I make no claim of understanding Modern Pension Fund Diversification, but should we take it for granted that Mr. Tobin or any of the other Trustees do either?  It would seem that one would need an extensive background in mathematics, statistics, finance theory, and/or economics to even begin to understand it.  The PSPRS employee representatives on the Board of Trustees know law enforcement and firefighting, not finance theory, so they are overly dependent on PSPRS' staff for information and guidance.  This traps the Board in an environment in which the people they are tasked to oversee have become the de facto decision-makers.  When comes to investment decision, PSPRS' administration is insulated from oversight behind an intellectual moat that the Board is unable to cross.
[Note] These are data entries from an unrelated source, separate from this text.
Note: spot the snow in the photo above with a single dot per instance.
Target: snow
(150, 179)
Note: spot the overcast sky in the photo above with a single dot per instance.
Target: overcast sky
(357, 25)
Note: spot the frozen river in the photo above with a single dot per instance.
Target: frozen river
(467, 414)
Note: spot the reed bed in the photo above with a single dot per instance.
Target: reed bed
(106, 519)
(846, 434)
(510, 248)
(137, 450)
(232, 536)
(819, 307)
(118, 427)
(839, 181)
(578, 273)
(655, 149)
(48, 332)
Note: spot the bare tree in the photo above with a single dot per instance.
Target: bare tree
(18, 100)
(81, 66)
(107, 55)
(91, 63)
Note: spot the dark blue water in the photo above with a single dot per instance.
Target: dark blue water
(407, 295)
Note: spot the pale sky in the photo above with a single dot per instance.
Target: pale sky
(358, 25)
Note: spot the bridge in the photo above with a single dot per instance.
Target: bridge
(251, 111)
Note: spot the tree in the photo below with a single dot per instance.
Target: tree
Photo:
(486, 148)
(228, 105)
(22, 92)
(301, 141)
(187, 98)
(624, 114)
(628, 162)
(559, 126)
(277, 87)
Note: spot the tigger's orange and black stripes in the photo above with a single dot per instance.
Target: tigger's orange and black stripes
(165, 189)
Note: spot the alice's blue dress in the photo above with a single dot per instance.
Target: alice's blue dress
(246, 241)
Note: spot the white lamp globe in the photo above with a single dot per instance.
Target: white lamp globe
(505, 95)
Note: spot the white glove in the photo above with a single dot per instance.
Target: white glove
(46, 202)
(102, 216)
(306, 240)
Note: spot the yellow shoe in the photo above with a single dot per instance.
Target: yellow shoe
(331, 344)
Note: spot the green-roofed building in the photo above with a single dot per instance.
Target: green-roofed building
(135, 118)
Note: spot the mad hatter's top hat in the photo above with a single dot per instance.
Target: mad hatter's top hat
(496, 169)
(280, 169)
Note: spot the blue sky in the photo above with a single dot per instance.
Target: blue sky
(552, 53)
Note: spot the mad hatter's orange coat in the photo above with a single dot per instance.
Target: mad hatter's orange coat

This could explain the defensive and arrogant tone of Mr. Tobin's editorial since he can only parrot what the PSPRS administration tells him and trust that it is accurate.  PSPRS' investment strategy is working because PSPRS' administration says it is working, and he has no other choice but to concur with that assessment.  The natural, common sense questions that the layperson might ask are dismissed as ignorant and naive.  If someone were to ask, "Why hasn't PSPRS performed as well as the CIP or ASRS over the years?," Mr. Tobin can only respond with bits of insight like this:
". . . our investment returns are elite among pensions that operate with a similar risk-averse strategy." 
"We outperform index funds (even after fees), in which we also invest."
"Our plan also stacks up well against private sector investment funds."
 "PSPRS, like any institutional investor, suffered heavily from Dot.Com crash of 2001-02 and the housing market crash of 2007-2008."
I will leave it to the reader to judge the accuracy, relevance, and/or usefulness of those statements.  Does Mr. Tobin speak for the entire Board of Trustees?  If he does, it appears the Board has relinquished its oversight role of PSPRS, at least when it pertains to investments.  I can only hope that the new members who have recently joined the Board will not allow themselves to be co-opted by the PSPRS administration like Mr. Tobin has.  PSPRS members need watchdogs to look our for their interests, not cheerleaders for the PSPRS administration.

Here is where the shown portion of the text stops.